Hecht Tweeted a last-day-of-school-style message on August 24. His official last day is September 2.
.@GroupMe has become an indispensable part of millions of people's lives and that makes me unbelievably proud and happy.
— Jared Hecht (@jaredhecht) August 24, 2013 A month after the acquisition, co-founder Steve Martocci was already making it clear that GroupMe "wouldn't be his last startup." A story about his comments was quickly amended with a statement from GroupMe's reps, who noted, "He is 100% committed to seeing Skype and GroupMe grow to 1 billion users and is not planning to go anywhere."
In the two years since then, GroupMe has grown to more than 12 million registered users, 4 million of which are monthly actives in the US. GroupMe's head of engineering, John Pignata, and its head of product, Chris Connelly, will lead the team going forward.
Meanwhile, Hecht and Martocci are plotting their next projects. They won't be working together this time.
Martocci is at work on a new stealth-mode project called Splice. His co-founder is Matt Aimonetti, a former LivingSocial and Sony Playstation engineer who is well-known in the Ruby and open source communities.
The project appears to be a collaboration app for making electronic dance music. The brand's Twitter account has shared a variety of articles related to streaming music, royalties for artists and electronic dance music. The company hasn't raised venture capital yet and the app will be announced "soonish," I'm told.

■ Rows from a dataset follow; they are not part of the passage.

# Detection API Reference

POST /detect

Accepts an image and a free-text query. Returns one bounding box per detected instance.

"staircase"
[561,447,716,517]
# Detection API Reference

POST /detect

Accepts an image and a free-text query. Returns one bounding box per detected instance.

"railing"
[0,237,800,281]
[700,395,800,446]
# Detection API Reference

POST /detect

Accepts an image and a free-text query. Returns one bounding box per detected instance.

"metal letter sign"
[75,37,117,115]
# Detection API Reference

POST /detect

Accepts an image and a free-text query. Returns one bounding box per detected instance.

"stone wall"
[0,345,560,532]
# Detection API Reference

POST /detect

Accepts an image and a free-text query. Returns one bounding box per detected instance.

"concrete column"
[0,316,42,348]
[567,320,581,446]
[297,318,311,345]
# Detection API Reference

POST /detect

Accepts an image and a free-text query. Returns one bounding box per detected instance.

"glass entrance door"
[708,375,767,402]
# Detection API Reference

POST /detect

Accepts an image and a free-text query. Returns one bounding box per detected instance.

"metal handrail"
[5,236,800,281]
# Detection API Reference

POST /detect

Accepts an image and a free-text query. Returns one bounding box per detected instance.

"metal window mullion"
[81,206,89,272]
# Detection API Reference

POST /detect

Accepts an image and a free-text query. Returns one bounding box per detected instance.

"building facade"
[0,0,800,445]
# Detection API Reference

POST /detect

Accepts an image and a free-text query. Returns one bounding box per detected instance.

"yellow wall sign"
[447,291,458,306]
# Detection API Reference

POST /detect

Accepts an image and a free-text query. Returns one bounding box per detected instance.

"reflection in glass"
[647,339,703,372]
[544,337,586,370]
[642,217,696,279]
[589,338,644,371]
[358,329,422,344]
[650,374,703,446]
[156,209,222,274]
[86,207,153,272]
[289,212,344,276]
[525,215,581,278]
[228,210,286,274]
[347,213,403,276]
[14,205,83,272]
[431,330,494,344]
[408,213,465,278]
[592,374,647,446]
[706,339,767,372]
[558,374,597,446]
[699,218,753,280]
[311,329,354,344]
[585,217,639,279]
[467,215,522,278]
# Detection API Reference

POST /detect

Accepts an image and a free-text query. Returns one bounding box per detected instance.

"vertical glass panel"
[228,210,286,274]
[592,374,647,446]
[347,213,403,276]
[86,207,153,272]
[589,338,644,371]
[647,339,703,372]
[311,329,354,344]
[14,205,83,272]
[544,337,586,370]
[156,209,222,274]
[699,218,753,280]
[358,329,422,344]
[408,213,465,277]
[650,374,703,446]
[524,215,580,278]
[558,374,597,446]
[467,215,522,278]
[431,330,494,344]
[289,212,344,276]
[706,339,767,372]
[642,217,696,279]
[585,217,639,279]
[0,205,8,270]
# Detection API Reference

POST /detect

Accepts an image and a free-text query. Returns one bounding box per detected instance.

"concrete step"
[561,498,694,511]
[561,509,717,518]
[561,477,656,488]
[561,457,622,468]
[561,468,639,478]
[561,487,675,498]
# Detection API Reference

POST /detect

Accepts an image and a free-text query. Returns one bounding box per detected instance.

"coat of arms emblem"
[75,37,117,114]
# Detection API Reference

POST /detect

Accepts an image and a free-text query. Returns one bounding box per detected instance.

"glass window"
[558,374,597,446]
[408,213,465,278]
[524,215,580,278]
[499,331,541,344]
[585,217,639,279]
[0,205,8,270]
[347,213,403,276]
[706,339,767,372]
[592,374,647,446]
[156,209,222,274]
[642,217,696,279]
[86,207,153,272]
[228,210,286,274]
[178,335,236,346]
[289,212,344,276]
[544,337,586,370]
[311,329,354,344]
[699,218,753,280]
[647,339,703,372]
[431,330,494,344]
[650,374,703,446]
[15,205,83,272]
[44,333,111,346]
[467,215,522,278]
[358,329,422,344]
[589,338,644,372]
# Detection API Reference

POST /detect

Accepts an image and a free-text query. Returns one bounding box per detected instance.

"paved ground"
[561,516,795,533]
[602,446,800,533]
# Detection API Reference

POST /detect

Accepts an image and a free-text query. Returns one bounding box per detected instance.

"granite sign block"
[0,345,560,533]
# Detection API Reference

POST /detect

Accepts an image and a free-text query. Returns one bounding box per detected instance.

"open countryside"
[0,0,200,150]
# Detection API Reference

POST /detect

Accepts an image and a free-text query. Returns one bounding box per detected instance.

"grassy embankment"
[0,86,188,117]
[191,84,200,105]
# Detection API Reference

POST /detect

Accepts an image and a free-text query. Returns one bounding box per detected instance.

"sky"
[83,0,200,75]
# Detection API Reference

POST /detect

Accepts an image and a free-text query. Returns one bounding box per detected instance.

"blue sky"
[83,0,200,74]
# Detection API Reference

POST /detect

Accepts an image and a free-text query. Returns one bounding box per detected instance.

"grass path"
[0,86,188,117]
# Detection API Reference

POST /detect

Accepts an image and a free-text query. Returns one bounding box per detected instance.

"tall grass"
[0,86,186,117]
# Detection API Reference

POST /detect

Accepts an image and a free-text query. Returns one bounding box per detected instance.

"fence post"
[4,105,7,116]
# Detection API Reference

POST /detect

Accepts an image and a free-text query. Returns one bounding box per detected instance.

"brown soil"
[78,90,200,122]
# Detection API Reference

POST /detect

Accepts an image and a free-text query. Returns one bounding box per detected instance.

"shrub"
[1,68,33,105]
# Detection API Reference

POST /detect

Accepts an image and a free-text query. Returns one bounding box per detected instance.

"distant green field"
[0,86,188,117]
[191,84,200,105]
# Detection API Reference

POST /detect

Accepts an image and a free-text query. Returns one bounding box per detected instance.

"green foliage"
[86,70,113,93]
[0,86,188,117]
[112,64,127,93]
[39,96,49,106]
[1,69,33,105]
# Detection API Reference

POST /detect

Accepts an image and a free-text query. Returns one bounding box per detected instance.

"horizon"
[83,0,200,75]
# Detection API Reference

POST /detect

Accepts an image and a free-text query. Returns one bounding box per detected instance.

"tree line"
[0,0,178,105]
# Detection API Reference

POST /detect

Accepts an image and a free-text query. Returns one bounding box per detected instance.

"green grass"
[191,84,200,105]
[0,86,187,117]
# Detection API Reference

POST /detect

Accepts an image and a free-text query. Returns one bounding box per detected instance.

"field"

EDM and rave culture has been "having a moment" for a couple of years now and shows no signs of slowing. (Unless you take Miley Cyrus' references to Molly and the New York Times' feature story on it as a shark-jumping moment.) TheFuture.fm, a site which allowed DJ's to legally upload and stream their mixes while while paying the proper royalty fees to the rights holders, had a lot of promise when it launched, although the company been quiet for the last year or so. Last year Seth Goldstein, founder of Turntable.fm, launched DJZ, a media portal for "celebrating top DJ's as cultural heroes."
Hecht also declined to elaborate on his project, as it is still in the early idea stages. It will be related to finance in some way, but few other details are nailed down yet.